Water Network Research
Mustafa, today, UNESCO-IHE publishes a booklet containing 50 innovative solutions in the field of water & development. The innovations were created with UNESCO's global partnership network to develop, implement and validate novel solutions that ultimately aim to improve the quality of life on our planet. You can read the online booklet here http://bit.ly/16F273j
Sui Taiwan
Wonderful booklet. Very good material, thanks for the info water team, you are very efficient and fast.
Karina Vink
Excellent question, Mustafa. One approach is to promote the legalization of water as a human right, by discussing what people themselves identify as reasonable use of water for a decent human life, so that we might determine a minimum volume/capabilities to be protected or realized. I wrote on this topic in the article "Transboundary water law and vulnerable people: legal interpretations of the ‘equitable use’ principle, Water International, DOI: 10.1080/02508060.2014.951827 (2014)". Here are some points:

In July 2010 the UN General Assembly recognized the human right to water and
sanitation for the full enjoyments of life and all human rights by means of Resolution 64/
292 (UN, 2010). At this point, the resolution was still non-binding, however in September
2010 this resolution was adopted as a human right by the Human Rights Council (United
Nations Human Rights, 2010), stating that:
the human right to safe drinking water and sanitation is derived from the right to an adequate
standard of living and inextricably related to the right to the highest attainable standard of
physical and mental health, as well as the right to life and human dignity.

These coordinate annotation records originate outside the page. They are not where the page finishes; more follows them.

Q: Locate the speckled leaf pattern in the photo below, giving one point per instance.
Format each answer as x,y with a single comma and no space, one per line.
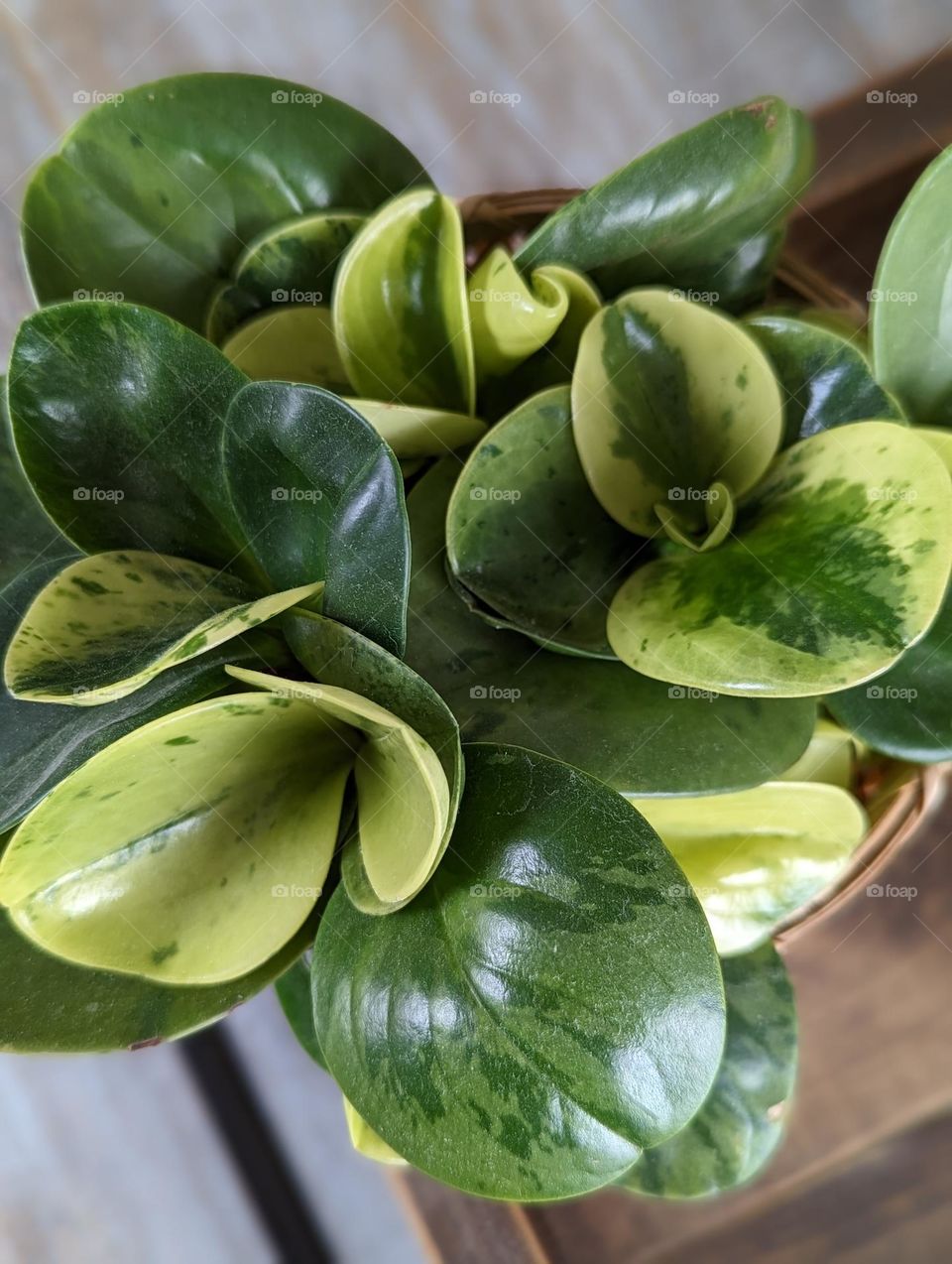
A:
365,1140
118,415
154,196
513,316
415,433
401,306
292,263
106,624
823,372
910,327
666,398
40,746
189,851
29,536
638,734
319,496
837,566
403,793
702,210
740,1125
906,711
754,857
54,1006
290,344
527,536
519,1030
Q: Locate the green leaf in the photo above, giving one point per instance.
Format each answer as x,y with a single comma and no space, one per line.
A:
512,317
154,196
365,1140
294,988
107,624
403,793
54,1006
839,564
740,1125
702,210
401,306
190,849
292,263
823,373
415,433
118,415
519,1030
909,303
291,344
319,496
906,711
669,397
28,535
830,757
638,734
756,857
40,746
527,536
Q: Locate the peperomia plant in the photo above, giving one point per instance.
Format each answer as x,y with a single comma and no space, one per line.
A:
480,647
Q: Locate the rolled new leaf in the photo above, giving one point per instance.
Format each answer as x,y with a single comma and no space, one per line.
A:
401,306
619,725
154,194
118,415
543,979
837,566
527,536
319,496
403,793
701,211
192,849
668,398
107,624
740,1125
753,858
823,372
292,263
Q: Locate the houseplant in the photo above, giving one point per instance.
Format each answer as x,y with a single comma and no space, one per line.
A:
299,499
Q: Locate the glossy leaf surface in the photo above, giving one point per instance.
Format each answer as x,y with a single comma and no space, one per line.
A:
839,564
453,1025
156,194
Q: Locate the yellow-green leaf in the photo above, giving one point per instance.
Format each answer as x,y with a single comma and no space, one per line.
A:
106,624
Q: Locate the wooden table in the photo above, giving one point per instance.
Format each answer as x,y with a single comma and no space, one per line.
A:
232,1148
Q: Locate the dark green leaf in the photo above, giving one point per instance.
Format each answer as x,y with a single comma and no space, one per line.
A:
156,194
740,1125
319,496
519,1029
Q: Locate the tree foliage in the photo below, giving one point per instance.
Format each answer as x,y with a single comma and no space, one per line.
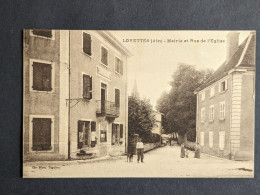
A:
141,117
179,105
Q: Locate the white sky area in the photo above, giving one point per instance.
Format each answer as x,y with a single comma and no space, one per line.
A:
153,64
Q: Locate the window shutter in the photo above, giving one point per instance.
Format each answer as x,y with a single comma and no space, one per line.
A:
93,126
87,87
46,77
37,76
117,97
121,67
225,84
36,134
80,134
43,33
46,133
87,43
121,130
104,54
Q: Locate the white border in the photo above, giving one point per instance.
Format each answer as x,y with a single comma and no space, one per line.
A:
38,36
31,75
31,133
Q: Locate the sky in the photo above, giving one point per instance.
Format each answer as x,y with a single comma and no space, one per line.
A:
153,63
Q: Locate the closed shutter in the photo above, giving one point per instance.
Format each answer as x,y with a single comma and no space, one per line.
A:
117,97
87,87
46,77
41,134
43,33
80,134
121,130
104,55
37,76
87,43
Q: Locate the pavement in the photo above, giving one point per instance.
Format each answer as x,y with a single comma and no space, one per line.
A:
161,162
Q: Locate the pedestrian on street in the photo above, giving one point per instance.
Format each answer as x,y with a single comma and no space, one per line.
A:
140,150
197,151
182,151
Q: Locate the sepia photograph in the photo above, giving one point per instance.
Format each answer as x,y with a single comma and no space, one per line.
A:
138,104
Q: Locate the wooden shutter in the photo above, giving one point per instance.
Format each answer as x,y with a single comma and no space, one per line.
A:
87,43
41,134
104,55
43,33
80,134
87,86
93,126
46,77
37,76
121,130
117,97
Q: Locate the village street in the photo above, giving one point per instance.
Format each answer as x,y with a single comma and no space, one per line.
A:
161,162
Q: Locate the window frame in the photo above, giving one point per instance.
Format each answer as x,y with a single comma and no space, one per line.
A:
82,46
122,64
211,139
31,75
104,65
82,85
31,117
202,115
221,133
202,135
43,37
211,113
222,110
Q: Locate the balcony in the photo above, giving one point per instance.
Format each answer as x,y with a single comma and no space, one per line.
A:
107,108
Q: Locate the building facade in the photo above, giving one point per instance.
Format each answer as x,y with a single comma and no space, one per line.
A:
75,101
226,103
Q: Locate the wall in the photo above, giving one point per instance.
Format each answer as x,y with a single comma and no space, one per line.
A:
41,103
217,125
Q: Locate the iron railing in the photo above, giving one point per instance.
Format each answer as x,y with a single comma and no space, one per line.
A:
107,108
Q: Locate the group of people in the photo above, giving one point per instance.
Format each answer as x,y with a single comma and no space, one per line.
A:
185,151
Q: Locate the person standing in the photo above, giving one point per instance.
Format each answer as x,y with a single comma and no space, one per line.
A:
140,150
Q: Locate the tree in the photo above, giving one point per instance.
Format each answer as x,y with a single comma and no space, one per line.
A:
140,118
179,105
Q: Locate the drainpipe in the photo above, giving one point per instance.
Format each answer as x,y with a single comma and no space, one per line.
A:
69,157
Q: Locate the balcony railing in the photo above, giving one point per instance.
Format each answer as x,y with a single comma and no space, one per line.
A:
107,108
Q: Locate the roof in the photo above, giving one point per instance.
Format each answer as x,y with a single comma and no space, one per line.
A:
242,58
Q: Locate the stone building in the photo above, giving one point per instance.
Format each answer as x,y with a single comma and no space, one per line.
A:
75,94
226,103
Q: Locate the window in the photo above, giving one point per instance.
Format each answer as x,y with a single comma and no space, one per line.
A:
118,66
104,56
211,113
211,139
43,33
103,136
87,87
222,110
203,96
202,138
117,97
86,133
221,140
117,134
41,134
202,115
87,43
223,86
41,76
212,92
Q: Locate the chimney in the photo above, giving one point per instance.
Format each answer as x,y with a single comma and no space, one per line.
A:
232,43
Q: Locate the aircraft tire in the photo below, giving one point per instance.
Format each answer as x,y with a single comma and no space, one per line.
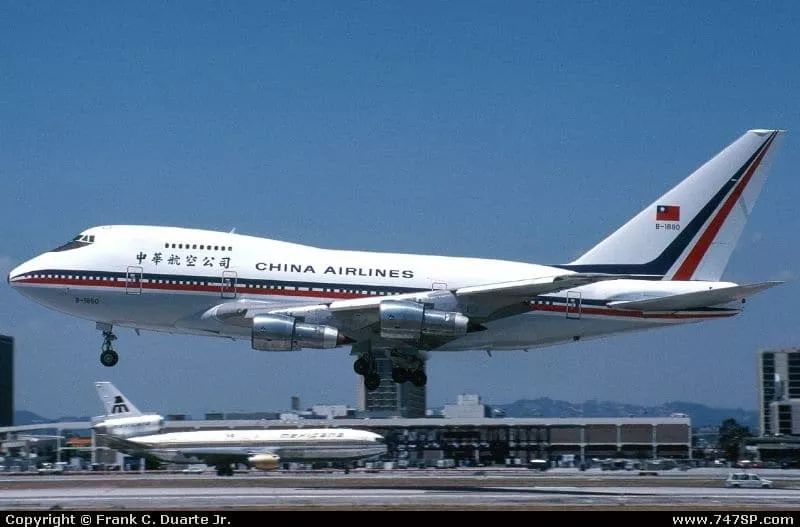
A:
418,378
399,375
372,381
109,358
361,366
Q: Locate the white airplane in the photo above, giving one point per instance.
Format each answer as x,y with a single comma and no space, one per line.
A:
124,428
661,268
122,418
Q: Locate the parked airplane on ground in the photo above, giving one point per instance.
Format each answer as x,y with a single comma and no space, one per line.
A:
663,267
260,448
122,418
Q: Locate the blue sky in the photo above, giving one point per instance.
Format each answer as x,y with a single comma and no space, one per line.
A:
519,130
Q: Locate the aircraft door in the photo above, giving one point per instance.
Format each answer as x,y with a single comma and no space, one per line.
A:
574,304
133,281
229,284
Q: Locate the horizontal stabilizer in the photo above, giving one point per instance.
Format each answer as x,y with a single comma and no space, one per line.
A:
537,286
698,299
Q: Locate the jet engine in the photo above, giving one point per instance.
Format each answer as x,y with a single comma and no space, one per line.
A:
412,320
283,333
264,461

Article 8 (c) furthermore calls attention to vulnerable and marginalized groups, and
encourages non-discrimination and gender equality. As a human right, access to safe
drinking water and sanitation have become legally binding, according to the UN. Yet, as
described by Leb (2012), while there is a certain amount of international commitment to
the human right to water, it is in fact not a legally binding agreement, and about 25% of
the present state representatives did not vote on the resolution. Tremblay (2013) explains
that the right to water has not attained the status of customary international law because
the states are not consistently enforcing and implementing this right.

Exactly how to address equitable and reasonable water use remains subject to debate.
Issues of scale and quantities versus capabilities arise.
Goff & Crow (2014) critique the use of a minimum amount of water per person, and
explore the concept of water use for capabilities rather than set quantities per person or
household, and warn that, to resolve water inequity, other disciplines must be addressed to
resolve inequity on a scale beyond water alone. Merely replacing a set minimum amount
of water with a term such as ‘sufficient water’ may leave room for individuals with
characteristics requiring more water, but it may likewise be abused to mean as little as
possible for all people affected by the policy. Moreover, in considering capabilities and
different disciplines, it becomes ambiguous and culturally dependent which capabilities
and disciplines should be considered as most important. Zwarteveen & Boelens (2014)
posit that in discussing water and justice, the chosen discourse will determine how
equitable and reasonable access can be discussed, and therefore certain unequal power
balances are predetermined. The UN Watercourses Convention User’s Guide (para. 5.1.2)
mentions that distributive justice (equitably dividing both burdens and benefits) can only
be reached by procedural fairness (including minority groups in decision-making).